One of my personal areas of work lately is in finding ways to improve the user experience with WAL archiving and pg_receivexlog. A couple of experiments have been done, and one of them has finished as a patch for upstream Postgres, in the shape of this commit:
commit: cada1af31d769a6b607018d68894f2c879ff275f
author: Magnus Hagander <magnus@hagander.net>
date: Tue, 17 Jan 2017 12:10:26 +0100
Add compression support to pg_receivexlog
Author: Michael Paquier, review and small changes by me
Combined with replication slots, pg_receivexlog is a nice way to ensure that there is no hole in WAL segments. Compared to the archive_command itself, any failure handling in case of successive failures in archiving a completed segment is easier as there is no need to tweak the parameter of the archive_command or the script used in the command itself to avoid a bloat in pg_xlog, resulting in a crash of Postgres if the partition holding this folder gets full. Any failure handling can happen from a remote position, and there is no need to have a superuser to do this work, only a user with replication rights is enough to drop a slot and unlock the situation. Note though that enforcing the recycling of past segments requires a checkpoint to happen.
The commit above has added a way to compression on-the-fly with zlib WAL records and to store them in .gz files, one for each segment. In those days where disk is cheaper than CPU, compression is not a big deal for many users and they are fine to afford more space to store the same amount of history. However, in cases where Postgres is embedded in a system and the amount of space allowed is controlled it may be a big deal to be able to retain more history using the same amount of space, particularly knowing that a WAL segment compressed with zlib is 3 to 4 times smaller.
The compression option can be activated with a new option switch called --compress, with which can be specified a number from 0 to 9, 0 meaning no compression and 9 the highest level of compression. Note that level 9 is a huge CPU eater and that in an INSERT-only load the compression of each segment may not be able to follow with the WAL generation, resulting in pg_receivexlog complaining that a segment it is requesting has already been removed by a backend checkpoint or, if a replication slot is used, resulting in a crash of the Postgres instance because of pg_xlog getting full.
$ pg_receivexlog –compress=1 -D /path/to/logs/ –verbose pg_receivexlog: starting log streaming at 0/1000000 (timeline 1) pg_receivexlog: finished segment at 0/2000000 (timeline 1) pg_receivexlog: finished segment at 0/3000000 (timeline 1) […]
And this generates many gzip-ready files.

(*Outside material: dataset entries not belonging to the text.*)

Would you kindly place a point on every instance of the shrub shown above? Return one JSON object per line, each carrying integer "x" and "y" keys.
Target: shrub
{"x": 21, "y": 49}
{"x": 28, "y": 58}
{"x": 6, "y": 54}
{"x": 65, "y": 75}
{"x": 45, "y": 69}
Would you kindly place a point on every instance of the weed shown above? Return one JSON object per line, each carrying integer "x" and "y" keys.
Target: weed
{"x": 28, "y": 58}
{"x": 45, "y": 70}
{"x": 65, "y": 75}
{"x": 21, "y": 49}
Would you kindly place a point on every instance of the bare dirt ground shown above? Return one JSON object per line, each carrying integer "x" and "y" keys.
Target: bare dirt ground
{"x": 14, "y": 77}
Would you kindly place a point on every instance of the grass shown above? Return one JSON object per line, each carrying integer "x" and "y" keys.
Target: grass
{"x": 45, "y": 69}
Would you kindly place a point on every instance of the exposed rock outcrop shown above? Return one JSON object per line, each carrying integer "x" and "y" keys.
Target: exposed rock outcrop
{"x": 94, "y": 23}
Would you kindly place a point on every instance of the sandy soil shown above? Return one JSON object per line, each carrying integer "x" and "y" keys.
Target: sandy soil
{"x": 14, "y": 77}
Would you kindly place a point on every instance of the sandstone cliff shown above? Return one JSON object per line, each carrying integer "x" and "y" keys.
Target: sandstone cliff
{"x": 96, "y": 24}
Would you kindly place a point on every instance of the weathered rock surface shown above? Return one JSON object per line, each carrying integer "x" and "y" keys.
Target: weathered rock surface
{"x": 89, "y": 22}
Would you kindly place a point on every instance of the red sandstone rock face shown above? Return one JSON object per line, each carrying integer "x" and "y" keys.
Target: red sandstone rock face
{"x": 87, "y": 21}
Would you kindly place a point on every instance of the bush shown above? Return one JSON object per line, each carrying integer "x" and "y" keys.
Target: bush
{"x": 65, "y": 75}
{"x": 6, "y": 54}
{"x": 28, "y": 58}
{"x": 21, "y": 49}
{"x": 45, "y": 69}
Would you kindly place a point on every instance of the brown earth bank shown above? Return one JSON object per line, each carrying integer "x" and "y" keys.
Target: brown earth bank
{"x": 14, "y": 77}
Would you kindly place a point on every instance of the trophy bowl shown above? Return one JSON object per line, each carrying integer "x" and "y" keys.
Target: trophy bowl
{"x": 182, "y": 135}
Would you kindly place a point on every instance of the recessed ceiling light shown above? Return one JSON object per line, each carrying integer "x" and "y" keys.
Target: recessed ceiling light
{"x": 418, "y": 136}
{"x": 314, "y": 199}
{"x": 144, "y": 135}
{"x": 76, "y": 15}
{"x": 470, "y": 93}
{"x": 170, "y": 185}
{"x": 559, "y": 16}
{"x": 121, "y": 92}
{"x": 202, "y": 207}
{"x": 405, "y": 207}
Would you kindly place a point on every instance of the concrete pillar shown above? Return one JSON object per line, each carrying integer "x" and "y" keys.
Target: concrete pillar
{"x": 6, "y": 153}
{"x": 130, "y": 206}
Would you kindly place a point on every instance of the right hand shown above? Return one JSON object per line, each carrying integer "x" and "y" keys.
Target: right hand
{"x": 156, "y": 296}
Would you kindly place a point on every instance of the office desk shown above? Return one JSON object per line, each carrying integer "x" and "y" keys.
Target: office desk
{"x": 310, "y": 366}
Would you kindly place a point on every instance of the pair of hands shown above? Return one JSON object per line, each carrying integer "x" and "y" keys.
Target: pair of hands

$ ls /path/to/logs/ 000000010000000000000001.gz 000000010000000000000002.gz […] 000000010000000000000027.gz.partial
--synchronous works as well with the compression support and makes sure that the compressed files, even if not completed segments, are still available. Backup and history files are compressed as well.
Another thing to note is that at startup phase, pg_receivexlog scans the directory it writes the WAL data into for existing segments that are on it and decides based on that from which position it needs to continue working on. The committed patch is smart enough to make a difference between compressed, non-compressed, and even partial segments so it is perfectly fine to mix compression or not and keep the same range of segments saved.